As the components required to build a computer system have reduced in size, new categories of computer systems have emerged. One of the new categories of computer systems is the “palmtop” computer system. A palmtop computer system is a computer that is small enough to be held in the hand of a user. Most palmtop computer systems are used to implement various Personal Information Device (PID) applications such as an address book, a daily organizer, and electronic notepads.
Personal Information Devices include the class of computers, personal digital assistants and electronic organizers that tend both to be physically smaller than conventional computers and to have more limited hardware and data processing capabilities. PIDs include, for example, products sold by Palm, Inc. of Santa Clara, Calif., under such trademark as Pilot, and Pilot 1000, Pilot 5000, PalmPilot, PalmPilot Personal, PalmPilot Professional, Palm, and Palm III, Palm V, Palm VII, as well as other products sold under such trade names as WorkPad, Franklin Quest, and Franklin Convey.
PIDs are generally discussed, for example, in U.S. Pat. Nos. 5,125,039; 5,727,202; 5,832,489; 5,884,323; 5,889,888; 5,900,875; 6,000,000; 6,006,274; and 6,034,686, which are incorporated herein by reference. PIDs typically include a screen and data processor, allowing the PID user to operate a substantial variety of applications relating to, for example: electronic mail, a calendar, appointments, contact data (such as address and telephone numbers), notebook records, expense reports, to do lists, or games. PIDs also often include substantial electronic memory for storing such applications as well as data entered by the user. Due to their substantial variety of applications and uses, personal information devices are becoming increasingly widely used.
Since PIDs and other similar palmtop computer systems are very small, keyboards are generally not efficient input devices. For example, PIDs with keyboards have keyboards that are so small that a user cannot touch-type. Furthermore, to use a keyboard a user must either place the PID system down onto a flat surface so the user can type with both hands or hold the PID system with two hands and type with thumbs only.

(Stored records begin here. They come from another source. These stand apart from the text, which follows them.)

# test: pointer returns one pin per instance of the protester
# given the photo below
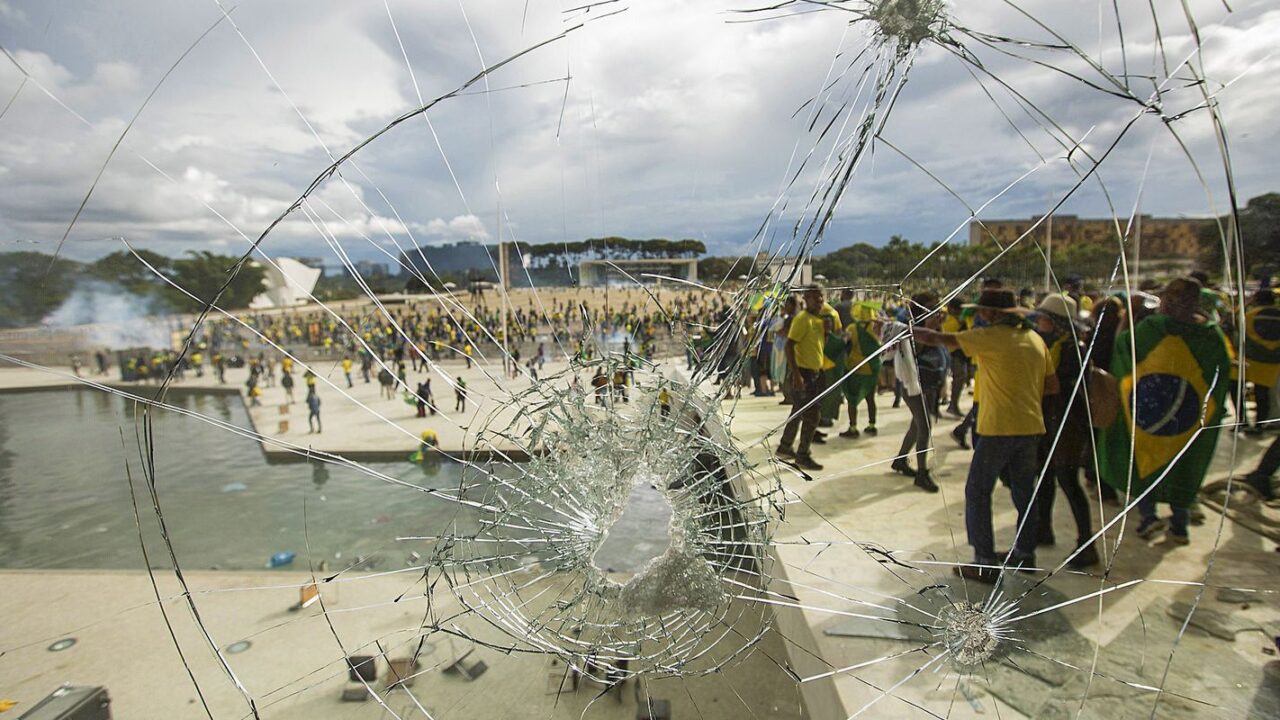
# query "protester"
(1068, 437)
(804, 350)
(897, 336)
(862, 365)
(1014, 373)
(312, 411)
(1173, 370)
(1262, 351)
(460, 395)
(952, 323)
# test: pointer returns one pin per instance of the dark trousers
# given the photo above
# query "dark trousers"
(917, 433)
(1066, 477)
(1015, 455)
(959, 379)
(804, 410)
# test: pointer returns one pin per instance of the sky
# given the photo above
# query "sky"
(630, 118)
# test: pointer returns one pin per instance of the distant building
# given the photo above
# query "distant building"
(369, 269)
(795, 270)
(598, 273)
(318, 263)
(465, 258)
(286, 282)
(1161, 237)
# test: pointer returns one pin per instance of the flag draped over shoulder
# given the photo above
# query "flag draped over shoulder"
(1173, 381)
(1262, 345)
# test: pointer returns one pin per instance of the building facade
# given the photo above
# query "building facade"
(1160, 237)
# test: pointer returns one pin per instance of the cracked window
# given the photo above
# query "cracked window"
(336, 381)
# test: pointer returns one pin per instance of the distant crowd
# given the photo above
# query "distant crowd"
(1128, 390)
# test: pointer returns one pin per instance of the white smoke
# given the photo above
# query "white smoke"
(110, 317)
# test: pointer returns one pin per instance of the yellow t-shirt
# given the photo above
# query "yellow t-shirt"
(809, 333)
(1011, 368)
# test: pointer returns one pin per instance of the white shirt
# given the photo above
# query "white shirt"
(904, 356)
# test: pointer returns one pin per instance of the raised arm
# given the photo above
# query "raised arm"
(924, 336)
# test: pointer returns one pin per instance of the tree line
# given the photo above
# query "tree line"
(33, 285)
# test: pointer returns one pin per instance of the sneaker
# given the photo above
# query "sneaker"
(1086, 557)
(901, 466)
(924, 482)
(807, 463)
(984, 575)
(1261, 484)
(1151, 528)
(1194, 515)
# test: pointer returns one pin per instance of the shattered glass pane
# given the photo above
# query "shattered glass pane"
(493, 470)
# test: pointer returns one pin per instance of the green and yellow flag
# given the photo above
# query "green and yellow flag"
(1262, 345)
(1173, 399)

Instead of using a keyboard, many PIDs employ a stylus and a touchscreen or digitizer pad as an input system. The stylus and touchscreen combination works well for PIDs since the arrangement allows a user to hold the PID system in one hand while writing with the stylus onto the touchscreen with the other hand. For example, to enter a large amount of text, the user employs the stylus with a touchscreen text entry area, using a variety of text input strokes.

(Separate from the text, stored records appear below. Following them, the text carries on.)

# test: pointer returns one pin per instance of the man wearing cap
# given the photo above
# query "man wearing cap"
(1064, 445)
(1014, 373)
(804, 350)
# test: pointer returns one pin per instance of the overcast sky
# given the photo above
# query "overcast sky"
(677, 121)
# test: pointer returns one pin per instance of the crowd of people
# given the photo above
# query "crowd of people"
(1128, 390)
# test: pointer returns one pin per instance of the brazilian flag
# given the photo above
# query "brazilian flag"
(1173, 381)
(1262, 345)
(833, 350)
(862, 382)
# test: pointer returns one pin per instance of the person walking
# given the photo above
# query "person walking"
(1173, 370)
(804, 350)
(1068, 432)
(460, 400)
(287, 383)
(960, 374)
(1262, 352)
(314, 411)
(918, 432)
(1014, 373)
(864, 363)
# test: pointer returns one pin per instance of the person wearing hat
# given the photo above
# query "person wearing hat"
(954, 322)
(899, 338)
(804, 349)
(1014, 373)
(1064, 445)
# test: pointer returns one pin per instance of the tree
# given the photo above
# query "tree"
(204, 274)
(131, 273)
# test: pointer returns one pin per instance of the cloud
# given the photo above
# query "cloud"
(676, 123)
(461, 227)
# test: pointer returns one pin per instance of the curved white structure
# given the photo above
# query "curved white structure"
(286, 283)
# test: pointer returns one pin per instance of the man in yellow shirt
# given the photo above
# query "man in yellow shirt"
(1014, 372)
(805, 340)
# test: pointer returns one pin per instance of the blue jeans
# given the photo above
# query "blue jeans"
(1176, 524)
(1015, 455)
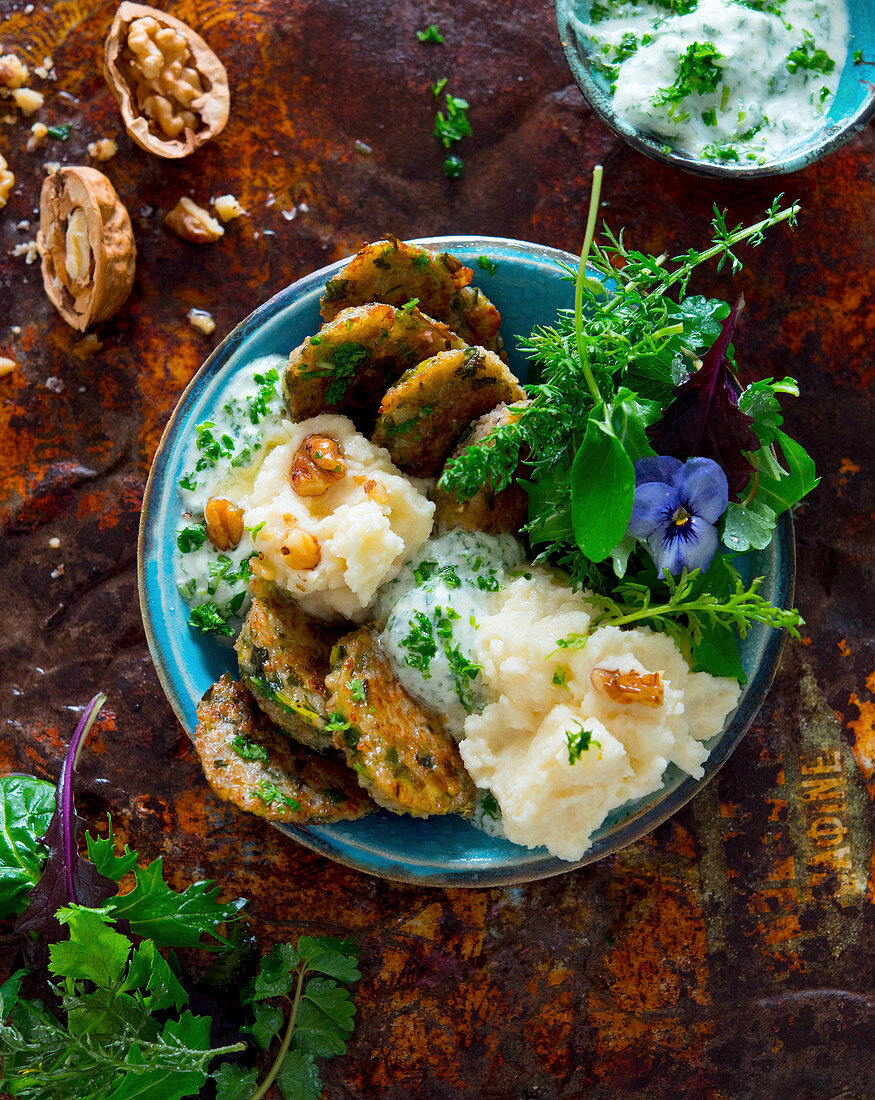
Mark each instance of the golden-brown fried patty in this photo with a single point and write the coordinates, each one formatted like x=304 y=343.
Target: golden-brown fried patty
x=250 y=762
x=351 y=361
x=402 y=752
x=423 y=414
x=487 y=510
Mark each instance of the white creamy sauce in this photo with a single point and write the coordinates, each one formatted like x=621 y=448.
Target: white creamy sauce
x=434 y=611
x=757 y=81
x=222 y=460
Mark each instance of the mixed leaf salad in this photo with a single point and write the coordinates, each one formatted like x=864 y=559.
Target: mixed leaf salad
x=649 y=469
x=101 y=1008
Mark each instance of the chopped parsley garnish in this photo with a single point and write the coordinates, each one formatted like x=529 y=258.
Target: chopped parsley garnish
x=192 y=538
x=454 y=125
x=807 y=57
x=249 y=749
x=271 y=794
x=209 y=619
x=420 y=644
x=430 y=34
x=490 y=805
x=697 y=72
x=454 y=167
x=578 y=741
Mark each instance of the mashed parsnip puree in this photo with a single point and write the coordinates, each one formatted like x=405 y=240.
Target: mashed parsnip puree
x=517 y=746
x=364 y=526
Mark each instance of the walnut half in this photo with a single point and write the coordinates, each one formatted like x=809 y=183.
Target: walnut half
x=171 y=87
x=86 y=245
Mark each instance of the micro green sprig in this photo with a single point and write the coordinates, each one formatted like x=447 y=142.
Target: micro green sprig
x=606 y=374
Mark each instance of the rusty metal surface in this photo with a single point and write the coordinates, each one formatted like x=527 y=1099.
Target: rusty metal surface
x=728 y=955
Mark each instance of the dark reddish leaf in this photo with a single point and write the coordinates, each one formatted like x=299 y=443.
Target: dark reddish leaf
x=67 y=878
x=703 y=419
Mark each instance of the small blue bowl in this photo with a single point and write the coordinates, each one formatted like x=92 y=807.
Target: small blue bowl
x=528 y=286
x=851 y=109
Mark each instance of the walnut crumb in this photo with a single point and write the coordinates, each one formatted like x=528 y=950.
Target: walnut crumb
x=39 y=131
x=203 y=320
x=28 y=100
x=29 y=250
x=104 y=149
x=227 y=207
x=13 y=72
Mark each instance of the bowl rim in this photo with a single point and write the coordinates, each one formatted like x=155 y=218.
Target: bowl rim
x=600 y=102
x=539 y=865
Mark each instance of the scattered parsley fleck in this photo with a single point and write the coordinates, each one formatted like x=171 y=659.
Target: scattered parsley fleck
x=430 y=34
x=249 y=749
x=271 y=794
x=192 y=538
x=454 y=167
x=578 y=741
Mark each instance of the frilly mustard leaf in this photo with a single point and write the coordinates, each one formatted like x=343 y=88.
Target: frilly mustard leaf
x=269 y=1023
x=325 y=1019
x=234 y=1082
x=298 y=1077
x=170 y=917
x=150 y=971
x=25 y=811
x=783 y=493
x=748 y=527
x=101 y=851
x=602 y=488
x=94 y=950
x=338 y=958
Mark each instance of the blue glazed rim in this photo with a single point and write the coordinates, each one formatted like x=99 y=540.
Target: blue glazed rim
x=438 y=851
x=851 y=110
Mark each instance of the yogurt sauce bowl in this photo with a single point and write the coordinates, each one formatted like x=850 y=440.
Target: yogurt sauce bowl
x=528 y=286
x=829 y=89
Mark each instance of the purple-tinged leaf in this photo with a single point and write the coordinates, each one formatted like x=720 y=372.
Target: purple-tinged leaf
x=703 y=419
x=67 y=878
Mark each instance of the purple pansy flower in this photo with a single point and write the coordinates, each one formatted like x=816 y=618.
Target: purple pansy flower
x=676 y=507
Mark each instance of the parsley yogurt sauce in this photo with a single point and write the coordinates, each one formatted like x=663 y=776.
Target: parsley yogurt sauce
x=722 y=80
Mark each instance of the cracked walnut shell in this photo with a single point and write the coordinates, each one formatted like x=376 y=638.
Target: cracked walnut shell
x=86 y=245
x=171 y=87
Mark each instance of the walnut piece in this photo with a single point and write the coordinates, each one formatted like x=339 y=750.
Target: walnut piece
x=171 y=87
x=13 y=72
x=626 y=688
x=86 y=245
x=7 y=182
x=317 y=464
x=193 y=222
x=223 y=521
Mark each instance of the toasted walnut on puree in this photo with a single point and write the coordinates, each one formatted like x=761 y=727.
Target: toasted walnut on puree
x=171 y=87
x=86 y=245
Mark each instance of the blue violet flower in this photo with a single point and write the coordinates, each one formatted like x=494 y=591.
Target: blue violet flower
x=675 y=509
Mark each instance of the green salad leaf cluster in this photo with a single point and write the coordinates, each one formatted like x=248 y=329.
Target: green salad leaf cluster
x=101 y=1008
x=637 y=369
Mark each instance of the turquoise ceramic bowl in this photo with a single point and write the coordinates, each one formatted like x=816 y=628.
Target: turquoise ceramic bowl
x=852 y=108
x=528 y=287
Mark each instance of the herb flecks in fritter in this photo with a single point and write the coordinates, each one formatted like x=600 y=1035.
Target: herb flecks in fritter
x=248 y=761
x=401 y=751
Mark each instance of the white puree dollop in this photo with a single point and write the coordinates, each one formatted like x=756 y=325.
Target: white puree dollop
x=758 y=107
x=517 y=746
x=365 y=525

Prior art FIG. 1 shows a diagram of the personal information device 100 having a first touchscreen area 101 and a second touchscreen area 102. Personal information device 100 has two touchscreen areas, touchscreen area 101 configured to recognize touches as the regular use of the stylus 103 as a pointing device from the user, and touchscreen area 102 configured to recognize touches as text input. Touchscreen areas 101-102 are designed to register and recognize strokes from the stylus 103. Typically, touchscreen area 101 is configured as an icon and menu touchscreen display area and the smaller touchscreen area 102 is configured as a text entry area. For example, strokes entered in the icon and menu area (touchscreen area 101) are interpreted as icon and/or menu manipulations and strokes entered in the text entry area (touchscreen area 102) are interpreted as text characters and/or punctuation (e.g., handwriting glyphs and the like). Touchscreen area 101 is generally for displaying large amounts of text (e.g., paragraph or more). Touchscreen area 102 is generally for entering text using input strokes that are recognized as text characters (e.g., graffiti), using, for example, stylus 103.
There are a number of problems with this prior art approach. One problem is the fact that there exists no feedback in the text entry area with regard to the entered strokes and the resulting recognized character. As characters are entered by the user via stylus 103 and touchscreen area 102, there is no feedback within touchscreen area 102 with regard to the particular input strokes of the user or the resulting recognized characters. Recognized characters resulting from input strokes in touchscreen area 102 are displayed in touchscreen area 101, with new characters being entered at an insertion point 110 as they are recognized. This forces the user to divert attention from the touchscreen area 102 as input strokes are entered. For example, to check the accuracy of recognition, the user needs to focus attention on the upper touchscreen area 101. Consequently, the user is constantly looking back and forth between areas 101-102, checking the accuracy of the input strokes as they are being recognized.
Another problem is the fact that there is no easy way to move the insertion point 110 to different locations within the recognized text. As currently implemented in prior art personal information device 100, the text entry point 110 is moved by touching the desired location within the recognized text with stylus 103. There is no easy way to move the insertion point around using the touchscreen area 101. If the insertion point needs to be moved, the stylus must be employed in upper touchscreen area 101, which requires hopping back and forth between areas 101-102 as input strokes are entered.
Another problem is the fact there is no “in-place editing” of the recognized text. In prior art personal information device 100, there is no easy way to edit previously entered text in order to, for example, correct mistakes. To correct a mistake in previously entered text, the user needs to select the mistake using touchscreen area 101 by moving the insertion point to the location of the error (e.g., using the stylus 103), remove the mistake using the touchscreen area 102 (e.g., backspacing), then enter the correct character using the touchscreen area 102, and finally look at the touchscreen area 101 to ensure the mistake was corrected.
These problems limit the usability of the handwriting recognition system. Many users simply refuse to use the handwriting recognition. Many of those users that use it, do so only as a last resort.
Thus what is required is a solution for providing active feedback with regard to input strokes and recognized characters as text is being entered by a user. What is required is a solution that does not force a user to divert attention between two different touchscreen areas as text is being entered. What is further required is a solution that provides for in-place editing of recognized text. The present invention provides a novel solution to the above requirements.